Head of UNESCO Vetoes Palestinian Posters, Citing Concerns Over Antisemitism
The head of UNESCO, the United Nations cultural agency, has a rejected a collection of Palestinian propaganda posters submitted to the organization’s world heritage register on the grounds that the images and words they contain fuel antisemitism.
The decision marks the first time that UNESCO has vetoed a nomination for inclusion in its “Memory of the World” program. In a letter to World Jewish Congress CEO Robert Singer, Irina Bokova, the Director-General of UNESCO, declared: “It is my conviction that UNESCO should not associate itself with such documents whose inscription could fuel hatred and anti-Semitic perceptions.”
Rabbi Abraham Cooper of the Simon Wiesenthal Center, a Jewish NGO which holds consultative status with UNESCO and has forged close relationships with Bokova and her predecessors, hailed the move. “We’re grateful that Mrs. Bokova intervened under the rules of UNESCO,” Cooper told The Algemeiner. “This episode also reflects the fact that the cultural front remains one of the most important battlegrounds for the Palestinians and their supporters.”

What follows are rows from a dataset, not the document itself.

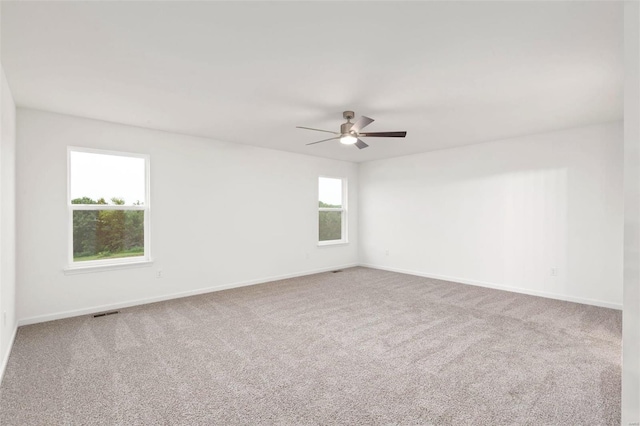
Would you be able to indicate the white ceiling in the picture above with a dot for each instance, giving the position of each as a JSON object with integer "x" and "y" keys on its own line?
{"x": 449, "y": 73}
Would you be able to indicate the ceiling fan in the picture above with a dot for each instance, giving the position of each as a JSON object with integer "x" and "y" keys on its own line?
{"x": 350, "y": 133}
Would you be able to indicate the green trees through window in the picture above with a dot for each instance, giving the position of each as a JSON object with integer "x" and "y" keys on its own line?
{"x": 106, "y": 234}
{"x": 330, "y": 226}
{"x": 108, "y": 207}
{"x": 331, "y": 210}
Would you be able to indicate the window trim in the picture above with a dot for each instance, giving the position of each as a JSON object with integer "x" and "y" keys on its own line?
{"x": 343, "y": 210}
{"x": 117, "y": 263}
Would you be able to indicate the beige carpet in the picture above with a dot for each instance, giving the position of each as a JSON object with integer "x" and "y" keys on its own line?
{"x": 357, "y": 347}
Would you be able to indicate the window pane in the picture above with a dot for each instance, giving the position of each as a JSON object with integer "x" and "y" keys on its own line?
{"x": 330, "y": 191}
{"x": 106, "y": 179}
{"x": 107, "y": 234}
{"x": 330, "y": 226}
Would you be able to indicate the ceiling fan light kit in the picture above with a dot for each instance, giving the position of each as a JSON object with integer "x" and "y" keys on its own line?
{"x": 350, "y": 132}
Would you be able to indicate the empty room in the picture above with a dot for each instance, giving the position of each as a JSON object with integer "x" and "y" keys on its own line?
{"x": 313, "y": 213}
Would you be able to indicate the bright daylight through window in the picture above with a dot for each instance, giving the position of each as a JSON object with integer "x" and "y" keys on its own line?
{"x": 108, "y": 207}
{"x": 332, "y": 211}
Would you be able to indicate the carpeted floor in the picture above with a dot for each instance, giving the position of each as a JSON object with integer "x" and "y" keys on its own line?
{"x": 358, "y": 347}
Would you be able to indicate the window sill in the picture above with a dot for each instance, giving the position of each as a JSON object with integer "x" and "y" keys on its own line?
{"x": 72, "y": 270}
{"x": 332, "y": 243}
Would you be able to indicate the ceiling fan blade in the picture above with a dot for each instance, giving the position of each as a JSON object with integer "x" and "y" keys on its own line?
{"x": 361, "y": 123}
{"x": 317, "y": 130}
{"x": 360, "y": 144}
{"x": 324, "y": 140}
{"x": 385, "y": 134}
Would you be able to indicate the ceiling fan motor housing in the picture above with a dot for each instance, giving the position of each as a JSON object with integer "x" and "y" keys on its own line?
{"x": 348, "y": 115}
{"x": 345, "y": 128}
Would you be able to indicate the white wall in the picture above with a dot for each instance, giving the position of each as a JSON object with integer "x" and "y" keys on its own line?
{"x": 7, "y": 222}
{"x": 503, "y": 213}
{"x": 631, "y": 309}
{"x": 222, "y": 214}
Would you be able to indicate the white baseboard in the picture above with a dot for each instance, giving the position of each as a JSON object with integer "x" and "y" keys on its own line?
{"x": 126, "y": 304}
{"x": 5, "y": 356}
{"x": 556, "y": 296}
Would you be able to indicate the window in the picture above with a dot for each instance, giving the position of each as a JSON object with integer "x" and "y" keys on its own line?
{"x": 108, "y": 205}
{"x": 332, "y": 211}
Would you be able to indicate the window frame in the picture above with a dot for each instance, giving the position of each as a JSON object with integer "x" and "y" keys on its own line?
{"x": 105, "y": 264}
{"x": 343, "y": 216}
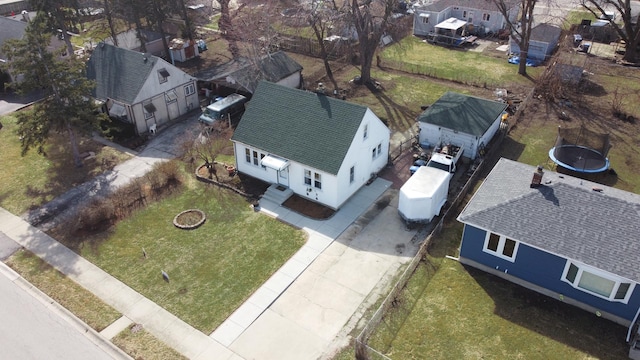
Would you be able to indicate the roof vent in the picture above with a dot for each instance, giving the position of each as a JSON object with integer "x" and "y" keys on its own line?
{"x": 537, "y": 177}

Cooper pointed out that the Palestinians, who were admitted to UNESCO as a full member in 2011, have sought not only to achieve recognition of their independent statehood, but to delegitimize Israel in the process. “What UNESCO says and does absolutely has an impact on world politics as well as culture,” he observed.

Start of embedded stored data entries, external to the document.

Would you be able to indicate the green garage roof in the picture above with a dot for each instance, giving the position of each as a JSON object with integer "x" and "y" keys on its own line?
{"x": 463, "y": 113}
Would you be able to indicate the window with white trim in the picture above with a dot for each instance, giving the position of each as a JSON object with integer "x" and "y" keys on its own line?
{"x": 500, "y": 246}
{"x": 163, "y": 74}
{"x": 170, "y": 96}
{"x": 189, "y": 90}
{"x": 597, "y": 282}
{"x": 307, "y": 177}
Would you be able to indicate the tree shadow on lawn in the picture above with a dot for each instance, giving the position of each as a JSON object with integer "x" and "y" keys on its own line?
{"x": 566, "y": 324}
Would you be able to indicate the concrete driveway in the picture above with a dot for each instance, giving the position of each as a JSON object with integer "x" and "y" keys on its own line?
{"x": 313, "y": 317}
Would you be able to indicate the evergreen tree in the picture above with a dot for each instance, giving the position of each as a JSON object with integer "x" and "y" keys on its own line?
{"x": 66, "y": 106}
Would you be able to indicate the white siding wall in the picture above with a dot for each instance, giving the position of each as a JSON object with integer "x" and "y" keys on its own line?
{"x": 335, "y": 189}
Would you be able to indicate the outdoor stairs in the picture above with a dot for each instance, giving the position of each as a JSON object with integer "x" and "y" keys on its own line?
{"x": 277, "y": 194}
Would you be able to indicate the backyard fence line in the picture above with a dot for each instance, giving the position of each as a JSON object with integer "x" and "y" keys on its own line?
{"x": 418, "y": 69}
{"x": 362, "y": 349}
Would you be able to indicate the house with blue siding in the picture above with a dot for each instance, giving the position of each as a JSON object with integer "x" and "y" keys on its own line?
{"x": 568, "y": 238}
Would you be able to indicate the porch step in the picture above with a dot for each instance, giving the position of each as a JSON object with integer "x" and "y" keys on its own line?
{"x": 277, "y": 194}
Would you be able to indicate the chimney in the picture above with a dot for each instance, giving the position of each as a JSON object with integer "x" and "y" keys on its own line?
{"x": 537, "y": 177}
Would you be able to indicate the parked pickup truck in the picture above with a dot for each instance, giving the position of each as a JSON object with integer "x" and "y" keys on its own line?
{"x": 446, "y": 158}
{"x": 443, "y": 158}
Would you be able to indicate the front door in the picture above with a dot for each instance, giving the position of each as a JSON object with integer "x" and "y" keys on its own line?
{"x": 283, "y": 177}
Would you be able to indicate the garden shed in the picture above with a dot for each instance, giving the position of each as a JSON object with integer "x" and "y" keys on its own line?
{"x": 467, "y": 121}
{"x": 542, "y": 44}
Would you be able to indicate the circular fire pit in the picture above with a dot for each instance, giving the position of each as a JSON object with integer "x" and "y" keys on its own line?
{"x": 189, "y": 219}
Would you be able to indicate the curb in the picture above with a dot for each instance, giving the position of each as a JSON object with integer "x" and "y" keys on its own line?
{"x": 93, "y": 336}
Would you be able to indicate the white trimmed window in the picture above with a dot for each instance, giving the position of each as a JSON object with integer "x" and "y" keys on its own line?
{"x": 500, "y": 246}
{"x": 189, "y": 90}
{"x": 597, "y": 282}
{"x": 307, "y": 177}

Many of the Palestinian posters submitted to UNESCO endorse violence or echo antisemitic themes. One poster features an image of Dalal Mughrabi, the female Palestinian terrorist who in 1978 carried out the deadliest terror attack in Israel’s history, in which 38 Israelis were murdered on a hijacked bus near Tel Aviv. Another, from 1982, commemorates the massacre of Palestinian civilians by Christian militiamen in the Sabra and Shatila refugee camps in Lebanon by showing a bleeding body suspended on a yellow Star of David.

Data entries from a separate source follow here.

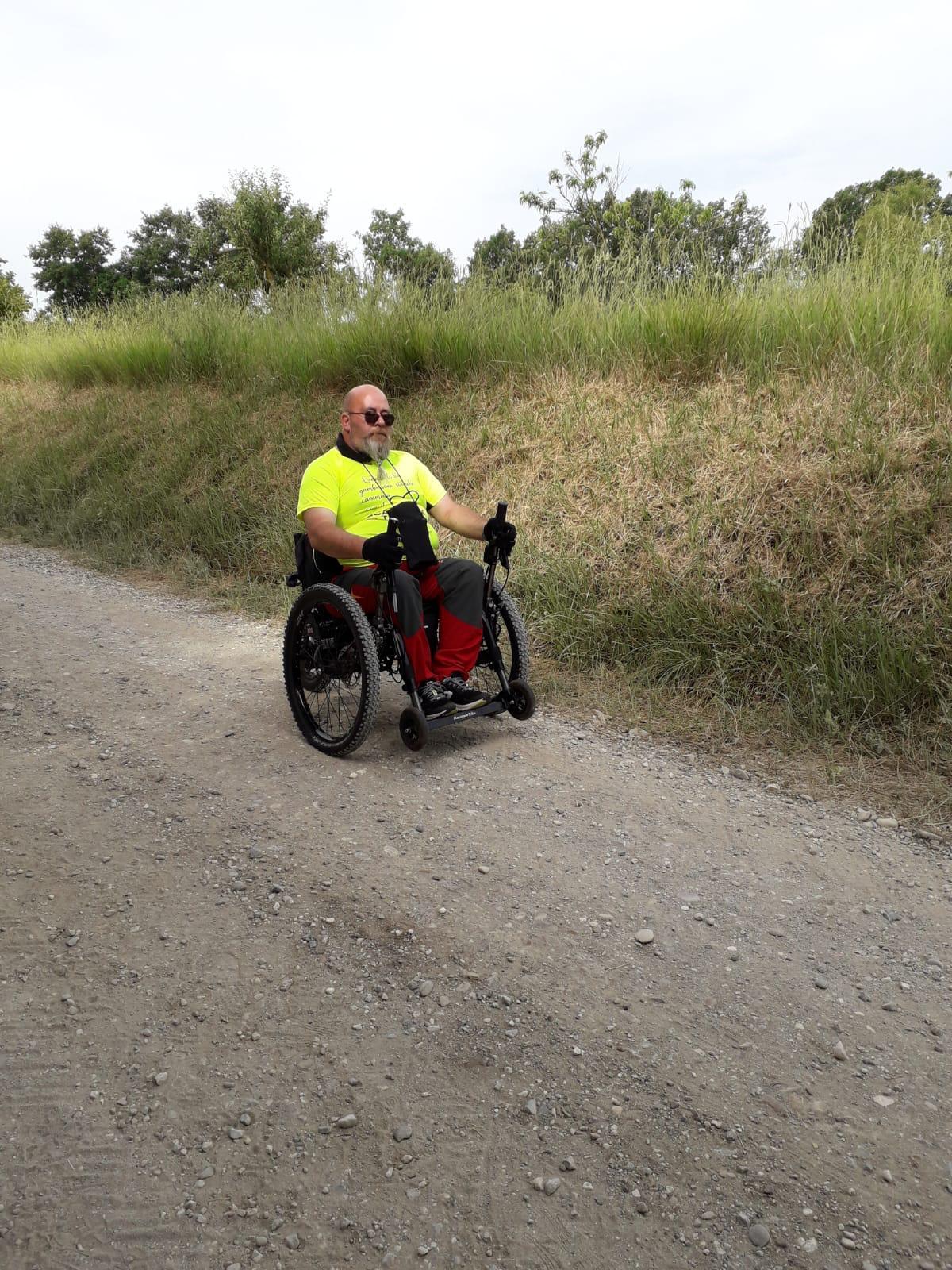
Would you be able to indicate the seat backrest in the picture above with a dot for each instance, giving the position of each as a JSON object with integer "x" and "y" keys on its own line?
{"x": 313, "y": 565}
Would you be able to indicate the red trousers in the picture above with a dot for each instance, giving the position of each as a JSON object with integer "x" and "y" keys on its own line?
{"x": 456, "y": 586}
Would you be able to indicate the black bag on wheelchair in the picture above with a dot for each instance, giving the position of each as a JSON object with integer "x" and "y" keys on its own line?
{"x": 414, "y": 535}
{"x": 313, "y": 567}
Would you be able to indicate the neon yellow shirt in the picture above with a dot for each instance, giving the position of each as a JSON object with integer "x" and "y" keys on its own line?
{"x": 359, "y": 495}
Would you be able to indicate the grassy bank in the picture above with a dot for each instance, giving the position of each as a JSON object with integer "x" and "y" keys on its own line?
{"x": 742, "y": 503}
{"x": 894, "y": 324}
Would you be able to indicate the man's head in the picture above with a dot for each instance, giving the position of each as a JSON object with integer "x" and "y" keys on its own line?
{"x": 370, "y": 438}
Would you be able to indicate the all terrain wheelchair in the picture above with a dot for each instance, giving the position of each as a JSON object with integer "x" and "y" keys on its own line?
{"x": 334, "y": 654}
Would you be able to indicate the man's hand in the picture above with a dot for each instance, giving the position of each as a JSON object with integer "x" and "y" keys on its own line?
{"x": 382, "y": 549}
{"x": 501, "y": 533}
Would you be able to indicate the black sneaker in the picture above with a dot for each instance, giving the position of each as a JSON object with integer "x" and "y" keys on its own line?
{"x": 463, "y": 695}
{"x": 436, "y": 700}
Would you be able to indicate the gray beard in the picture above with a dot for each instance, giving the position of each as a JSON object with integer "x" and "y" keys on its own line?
{"x": 378, "y": 448}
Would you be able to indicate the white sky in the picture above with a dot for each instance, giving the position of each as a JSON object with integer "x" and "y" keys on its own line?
{"x": 113, "y": 108}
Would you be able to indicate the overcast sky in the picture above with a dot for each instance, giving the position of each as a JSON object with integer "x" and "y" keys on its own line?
{"x": 113, "y": 108}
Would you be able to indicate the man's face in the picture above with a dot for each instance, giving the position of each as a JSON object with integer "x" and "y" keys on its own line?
{"x": 368, "y": 438}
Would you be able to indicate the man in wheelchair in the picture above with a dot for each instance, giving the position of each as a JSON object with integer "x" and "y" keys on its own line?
{"x": 352, "y": 503}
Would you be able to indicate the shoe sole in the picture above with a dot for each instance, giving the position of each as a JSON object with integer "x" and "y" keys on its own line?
{"x": 450, "y": 708}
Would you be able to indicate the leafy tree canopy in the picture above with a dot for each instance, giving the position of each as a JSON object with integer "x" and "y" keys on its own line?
{"x": 584, "y": 217}
{"x": 831, "y": 233}
{"x": 14, "y": 304}
{"x": 499, "y": 258}
{"x": 74, "y": 268}
{"x": 395, "y": 254}
{"x": 268, "y": 237}
{"x": 160, "y": 257}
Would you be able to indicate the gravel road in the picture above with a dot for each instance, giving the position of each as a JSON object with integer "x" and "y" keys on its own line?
{"x": 541, "y": 996}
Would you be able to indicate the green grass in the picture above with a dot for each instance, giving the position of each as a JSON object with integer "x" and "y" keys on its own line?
{"x": 896, "y": 324}
{"x": 736, "y": 498}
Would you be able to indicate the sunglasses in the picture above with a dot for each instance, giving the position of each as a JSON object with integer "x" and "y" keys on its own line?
{"x": 372, "y": 416}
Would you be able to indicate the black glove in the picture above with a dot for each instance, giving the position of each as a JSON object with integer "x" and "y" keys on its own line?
{"x": 384, "y": 549}
{"x": 501, "y": 533}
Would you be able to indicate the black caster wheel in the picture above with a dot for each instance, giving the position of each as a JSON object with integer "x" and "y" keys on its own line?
{"x": 413, "y": 728}
{"x": 522, "y": 700}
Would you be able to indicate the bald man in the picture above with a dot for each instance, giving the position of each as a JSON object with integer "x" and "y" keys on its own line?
{"x": 343, "y": 505}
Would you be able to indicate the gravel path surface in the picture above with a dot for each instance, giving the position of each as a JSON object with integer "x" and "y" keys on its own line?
{"x": 541, "y": 996}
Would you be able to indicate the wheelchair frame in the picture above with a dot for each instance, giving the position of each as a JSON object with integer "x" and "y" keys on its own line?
{"x": 380, "y": 630}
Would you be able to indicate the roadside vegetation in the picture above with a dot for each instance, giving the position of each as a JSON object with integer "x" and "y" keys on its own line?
{"x": 731, "y": 491}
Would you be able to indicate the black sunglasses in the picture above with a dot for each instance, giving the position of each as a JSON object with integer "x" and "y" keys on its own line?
{"x": 372, "y": 416}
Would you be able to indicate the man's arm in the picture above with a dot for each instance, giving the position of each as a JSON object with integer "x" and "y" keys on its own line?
{"x": 324, "y": 535}
{"x": 457, "y": 518}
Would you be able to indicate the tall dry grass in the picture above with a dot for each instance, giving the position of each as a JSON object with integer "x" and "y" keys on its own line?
{"x": 739, "y": 497}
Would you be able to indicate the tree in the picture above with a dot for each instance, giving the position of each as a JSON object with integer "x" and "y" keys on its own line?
{"x": 499, "y": 258}
{"x": 14, "y": 304}
{"x": 670, "y": 235}
{"x": 260, "y": 238}
{"x": 395, "y": 254}
{"x": 273, "y": 238}
{"x": 160, "y": 258}
{"x": 74, "y": 268}
{"x": 831, "y": 233}
{"x": 904, "y": 217}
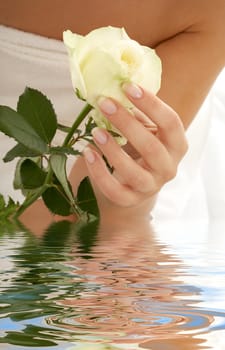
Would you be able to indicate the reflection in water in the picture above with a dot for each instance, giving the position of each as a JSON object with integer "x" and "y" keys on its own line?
{"x": 77, "y": 286}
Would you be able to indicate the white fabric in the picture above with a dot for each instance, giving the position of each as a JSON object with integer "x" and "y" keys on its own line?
{"x": 198, "y": 191}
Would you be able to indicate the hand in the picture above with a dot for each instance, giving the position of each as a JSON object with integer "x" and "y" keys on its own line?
{"x": 158, "y": 138}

In January 2014, UNESCO courted controversy when it canceled an exhibition at its Paris headquarters on the 3,500 year relationship between the Jewish people and the Land of Israel. After an outcry, the exhibition opened in June last year with the title, “The 3,500 year relationship of the Jewish People to the Land of Israel.”
Rabbi Cooper singled out Bokova’s role in enabling the exhibition to go ahead. “She not only ensured that the exhibition was presented, she also spoke at the launch,” he pointed out.